When developing a ColdBox REST API we wanted to add multilingual capacities. Coldbox has a nice module cbi18n for this.  When you set a new locale using

i18n.setfwLocale(newLocale);

this locale will usually be saved in a cookie and sent back with every request. But for our REST API we are looking for a more standard way of content-negotiation. We want to set an Accept-language header on every request and return a Content-Language header for one of our supported languages. The Accept-language can contain multiple choices, and each choice can have language, country and a q factor which specifies a preference. Example:

Accept-Language: fr-CH, fr;q=0.9, en;q=0.8, de;q=0.7, *;q=0.5

In our case we are only serving two languages, English (en) and Dutch (nl) which is the default if no header is specified. So, in our header we need to find out which language (nl, en or something else) is requested and if it is not Dutch (nl) we serve English. In a later stage we might add German for some customers but for now these two languages are sufficient.

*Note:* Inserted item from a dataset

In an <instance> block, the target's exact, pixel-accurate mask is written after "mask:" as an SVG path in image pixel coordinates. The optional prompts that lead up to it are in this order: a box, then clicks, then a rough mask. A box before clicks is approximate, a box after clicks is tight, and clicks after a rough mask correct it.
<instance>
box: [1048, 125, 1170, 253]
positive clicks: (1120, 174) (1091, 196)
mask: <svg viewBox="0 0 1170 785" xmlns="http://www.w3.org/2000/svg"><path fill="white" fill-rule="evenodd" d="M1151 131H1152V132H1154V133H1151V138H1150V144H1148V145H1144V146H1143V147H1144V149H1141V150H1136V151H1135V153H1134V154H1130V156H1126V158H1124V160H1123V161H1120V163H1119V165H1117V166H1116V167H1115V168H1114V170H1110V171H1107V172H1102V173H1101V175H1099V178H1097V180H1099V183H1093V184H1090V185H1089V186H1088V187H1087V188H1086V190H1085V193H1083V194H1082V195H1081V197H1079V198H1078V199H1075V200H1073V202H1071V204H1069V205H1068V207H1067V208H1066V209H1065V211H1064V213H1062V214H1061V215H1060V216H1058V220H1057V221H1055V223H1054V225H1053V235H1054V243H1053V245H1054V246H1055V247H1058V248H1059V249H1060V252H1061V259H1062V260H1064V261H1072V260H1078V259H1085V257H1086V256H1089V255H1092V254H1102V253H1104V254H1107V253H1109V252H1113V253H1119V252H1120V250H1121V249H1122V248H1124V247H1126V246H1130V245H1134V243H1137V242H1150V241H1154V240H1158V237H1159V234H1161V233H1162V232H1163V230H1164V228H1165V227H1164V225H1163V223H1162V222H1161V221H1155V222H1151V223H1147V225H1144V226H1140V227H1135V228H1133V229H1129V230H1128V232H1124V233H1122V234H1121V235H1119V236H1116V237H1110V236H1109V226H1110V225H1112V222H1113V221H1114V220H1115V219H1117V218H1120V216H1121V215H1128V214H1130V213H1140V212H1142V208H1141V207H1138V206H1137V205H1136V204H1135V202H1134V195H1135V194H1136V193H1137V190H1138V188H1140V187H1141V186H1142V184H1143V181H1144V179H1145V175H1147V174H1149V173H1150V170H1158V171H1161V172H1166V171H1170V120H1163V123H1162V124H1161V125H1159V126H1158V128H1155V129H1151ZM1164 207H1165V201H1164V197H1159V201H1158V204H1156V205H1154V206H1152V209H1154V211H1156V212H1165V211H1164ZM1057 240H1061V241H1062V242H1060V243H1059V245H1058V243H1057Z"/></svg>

Coldbox interceptors are the perfect vehicle for this kind of logic. We define a LanguageInterceptor which has the following code:

// Language interceptor
component{
	property name = "i18n"				inject="i18n@cbi18n";
	
	void function configure(){
	}

	function preProcess( event, interceptData, buffer, rc, prc ) {
		var languageHeader =event.getHTTPHeader( "Accept-Language", "nl" );
		// get first language from comma separated list
		//cleanup for potential ;q weighting factor
		//plus cleanup for potential - dash separator
		var firstLanguage = listFirst(listFirst(listFirst(languageHeader),";"),"-");
		var newLocale = ( firstLanguage == "nl") ? "nl_NL" : "en_US";
		var contentLanguage = ( firstLanguage == 'nl') ? "nl-NL" : "en-US";
		i18n.setfwLocale(newLocale);
		event.setHTTPHeader( name = "Content-Language", value = contentLanguage );
	}
}

As you can see from the listfirst/listfirst/listfirst line, there is some parsing involved, because there might be multiple language entries separated by a comma. Each of these entries could have a q factor appended (after a ; character) and finally there might be a country designation after a . So finally we end up with nl, en or something else. Coldfusion locales are formattet as nl_NL or en_US for example, and in the Content Language returned everything should be formatted with a dash instead of an underscore.

Finally, don’t forget to register your interceptor in Coldbox.cfc or your ModuleConfig.cfc!